Stick to unidirectional language models. A notable feature of ELMo is the use of contextual information to represent word vectors, while GPT uses a one-way language model that only uses the above information to predict the following. This choice is more in line with the way humans read, but it also has certain limitations. For example, in reading comprehension, we usually need to combine the context to make decisions. Only considering the above will cause the pre-training to lose a lot of information. (Note: This will be optimized in BERT.)

The way GPT is used after pre-training is also different from ELMo. ELMo is a feature-based pre-training method, while GPT needs to perform finetune after pre-training (similar to the way of transfer learning in images).

GPT has achieved SOTA in 9 out of 12 NLP tasks, and the effect is amazing. GPT is an important part of the language model, which has had a lot of influence on the subsequent development of language models.

BERT (2018)
ELMo uses two-way splicing and fusion of word vectors to represent the context, and GPT uses a one-way language model to obtain vector expressions. The improvement of BERT to GPT proposed in 2018 is a bit borrowed from the improvement of NNLM to CBOW, changing the task from predicting the next word in the sentence to Cut out a word from the sentence and use the context to predict the word, while adding the task of predicting whether it is the next sentence. The model structure follows the idea of GPT, using transformer's self-attentnion and FFN feed-forward network superposition, and making full use of the powerful feature extraction ability of transformer.

Compared with GPT, which needs to add start symbols, terminators, and separators during fine-tuning, BERT adds them during training to ensure that there is no difference between the input of pre-training and fine-tuning, and improve the availability of pre-training.
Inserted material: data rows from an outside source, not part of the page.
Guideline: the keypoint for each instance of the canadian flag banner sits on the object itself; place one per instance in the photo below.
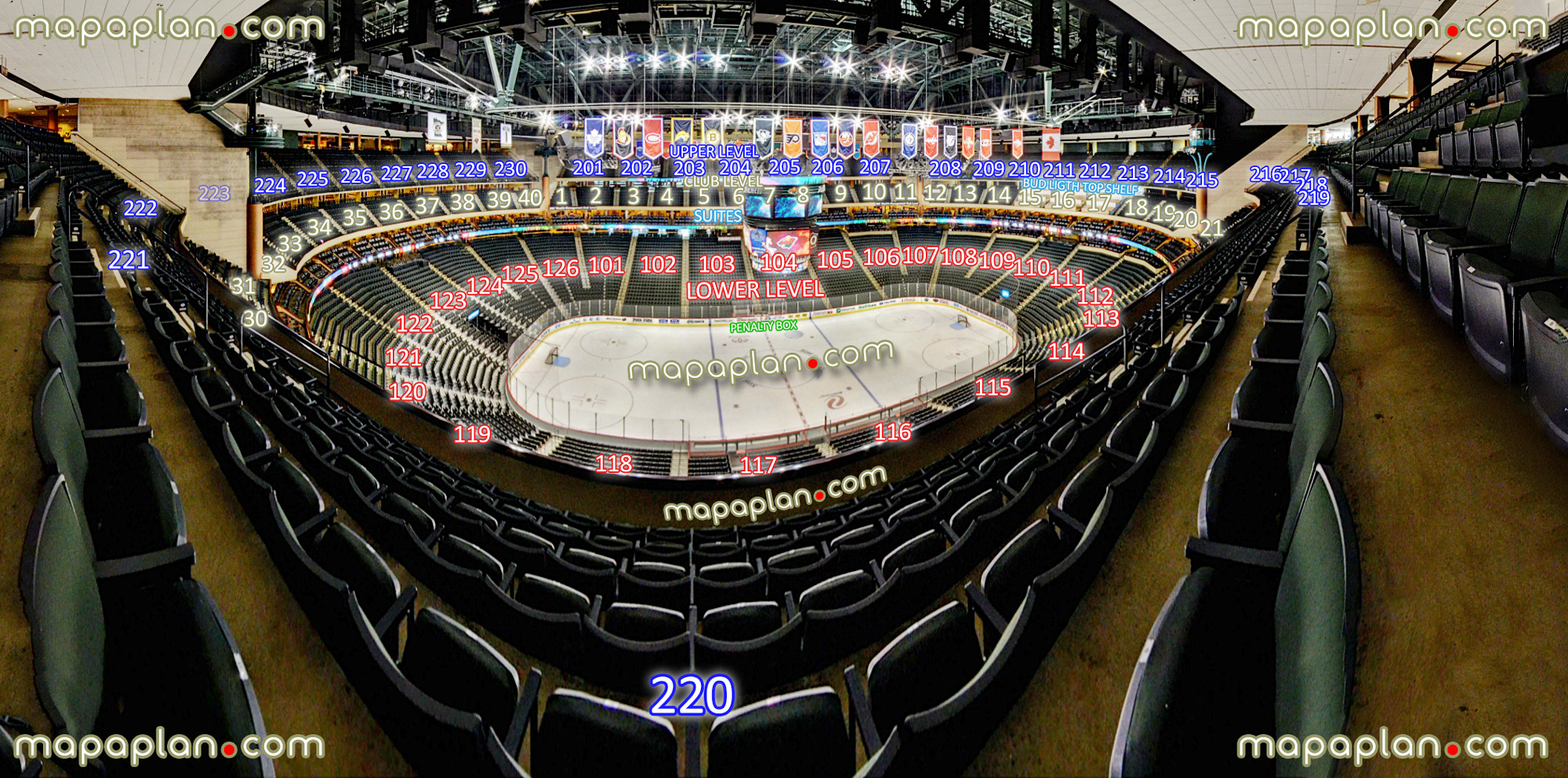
(1051, 144)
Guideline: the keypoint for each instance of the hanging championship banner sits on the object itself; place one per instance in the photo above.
(655, 137)
(793, 139)
(763, 137)
(871, 137)
(1051, 144)
(437, 128)
(846, 137)
(623, 139)
(819, 137)
(593, 137)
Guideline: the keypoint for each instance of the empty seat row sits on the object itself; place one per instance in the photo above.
(1265, 627)
(125, 639)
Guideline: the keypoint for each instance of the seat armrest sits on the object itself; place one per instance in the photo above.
(316, 523)
(264, 456)
(401, 608)
(982, 606)
(1211, 554)
(1534, 285)
(523, 719)
(173, 561)
(862, 711)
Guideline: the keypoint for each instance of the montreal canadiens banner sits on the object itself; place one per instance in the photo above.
(819, 137)
(763, 136)
(623, 139)
(793, 137)
(1051, 144)
(593, 137)
(846, 137)
(655, 137)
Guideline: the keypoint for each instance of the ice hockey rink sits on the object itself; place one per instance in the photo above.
(586, 387)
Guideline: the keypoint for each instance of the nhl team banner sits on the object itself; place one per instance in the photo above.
(763, 136)
(623, 139)
(593, 137)
(655, 137)
(793, 137)
(1051, 144)
(912, 140)
(846, 137)
(819, 137)
(437, 128)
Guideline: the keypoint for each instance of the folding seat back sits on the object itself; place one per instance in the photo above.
(921, 667)
(637, 622)
(1319, 412)
(1316, 617)
(916, 551)
(550, 597)
(1459, 200)
(584, 735)
(60, 597)
(800, 733)
(465, 554)
(296, 492)
(1497, 206)
(1031, 553)
(449, 663)
(62, 352)
(742, 620)
(838, 592)
(1531, 250)
(57, 432)
(343, 553)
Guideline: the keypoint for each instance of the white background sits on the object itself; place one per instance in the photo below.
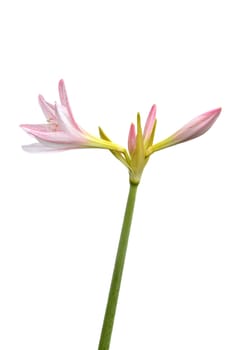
(61, 213)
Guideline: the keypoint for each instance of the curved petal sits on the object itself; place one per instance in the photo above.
(47, 108)
(65, 103)
(150, 122)
(132, 139)
(195, 128)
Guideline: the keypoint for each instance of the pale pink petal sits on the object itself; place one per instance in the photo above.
(66, 124)
(39, 147)
(149, 123)
(196, 127)
(47, 108)
(44, 132)
(132, 139)
(65, 103)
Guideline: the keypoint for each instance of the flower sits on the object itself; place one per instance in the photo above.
(140, 144)
(61, 132)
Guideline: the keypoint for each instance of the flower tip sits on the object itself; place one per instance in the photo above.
(61, 83)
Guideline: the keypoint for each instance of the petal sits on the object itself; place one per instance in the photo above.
(132, 139)
(66, 124)
(150, 122)
(47, 108)
(44, 132)
(65, 103)
(195, 128)
(39, 147)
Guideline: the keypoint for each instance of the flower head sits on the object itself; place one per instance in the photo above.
(61, 132)
(140, 144)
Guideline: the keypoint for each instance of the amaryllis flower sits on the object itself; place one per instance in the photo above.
(61, 132)
(140, 144)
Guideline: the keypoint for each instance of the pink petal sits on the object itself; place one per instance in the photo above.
(44, 132)
(66, 124)
(196, 127)
(149, 123)
(39, 147)
(47, 108)
(65, 103)
(132, 139)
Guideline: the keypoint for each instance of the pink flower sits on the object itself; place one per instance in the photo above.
(195, 128)
(61, 132)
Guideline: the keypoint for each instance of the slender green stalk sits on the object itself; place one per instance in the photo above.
(110, 311)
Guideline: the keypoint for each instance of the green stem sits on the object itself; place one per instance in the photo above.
(110, 311)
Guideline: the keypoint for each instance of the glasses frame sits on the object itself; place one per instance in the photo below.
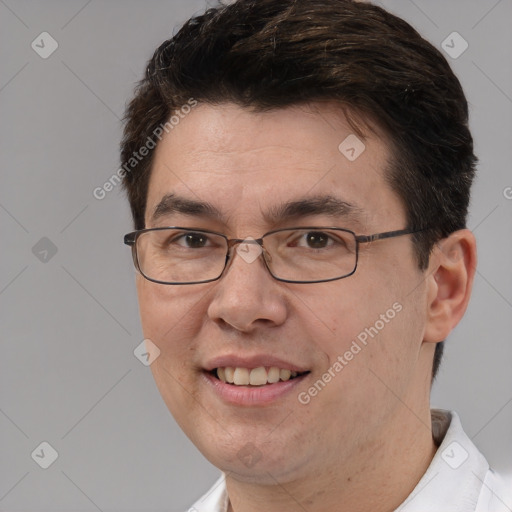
(130, 239)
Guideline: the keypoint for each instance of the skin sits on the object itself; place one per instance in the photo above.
(350, 444)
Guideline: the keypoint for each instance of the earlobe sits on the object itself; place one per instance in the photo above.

BERT is a master of NLP progress (feature extractor, language model) in recent years, making full use of a large amount of unsupervised data, and implicitly introducing linguistic knowledge into specific tasks.

GPT-2 (2019)
The effect of GPT-2 text generation proposed in 2019 is amazing. Here is a brief discussion of GPT-2, focusing on its optimization points.

Filter data quality and use higher quality data;

The selection of data is wider, including multiple fields;

Use larger data volumes;

Enlarging the model and adding parameters (1.5 billion parameters), which is five times the number of parameters and twice the depth of BERT large (300 million parameters), reflects the powerful expressive ability of deep neural networks;

Fine-tune the transformer network structure as follows: adjust the position of layer-norm, adjust part of the initialization according to the depth of the network, and adjust some hyperparameters;

For example, the name of the paper Language Models are Unsupervised Multitask Learners (unsupervised multi-task learner, this title explains the essence of the language model very well), GPT-2 puts more emphasis on the natural unsupervised and multi-task features of the language model, These are also the two most notable trends in the current NLP field.

Intuitively speaking, GPT-2 uses more, better and more comprehensive data and increases the complexity of the model. In addition, GPT-2 actually contains a lot of deep meaning, which is worthy of in-depth research.

Interestingly, GPT-2 still insists on using a one-way language model. The conclusion obtained in the bert paper is that "the two-way language model has achieved the greatest improvement, and secondly, predicting the next sentence has a greater impact on some tasks." If so, why Does GPT-2 still insist on using a one-way language model? This question seems to be GPT-2's stubborn opinion, but it may involve the fundamental idea of a language model, that is, what is the essence of a language model. Should the language model be one-way? Will bert's mask operation cause certain limitations? Is this the reason why the GPT-2 Chinese text generation task is so amazing. GPT-2 may insist on using a one-way language model because it wants to solve these problems. Here I hope everyone can continue to discuss in depth, and look forward to GPT-3 will get a fuller explanation.

At the same time, due to the large amount of parameters of GPT-2, the effect of most tasks is not as good as bert due to the same amount of parameters, but it is still worthy of our in-depth exploration.

Summarize

We compared the effects of the two models LSTM+CRF and BERT+CRF on the open source dataset MSRA, and BERT has obvious advantages.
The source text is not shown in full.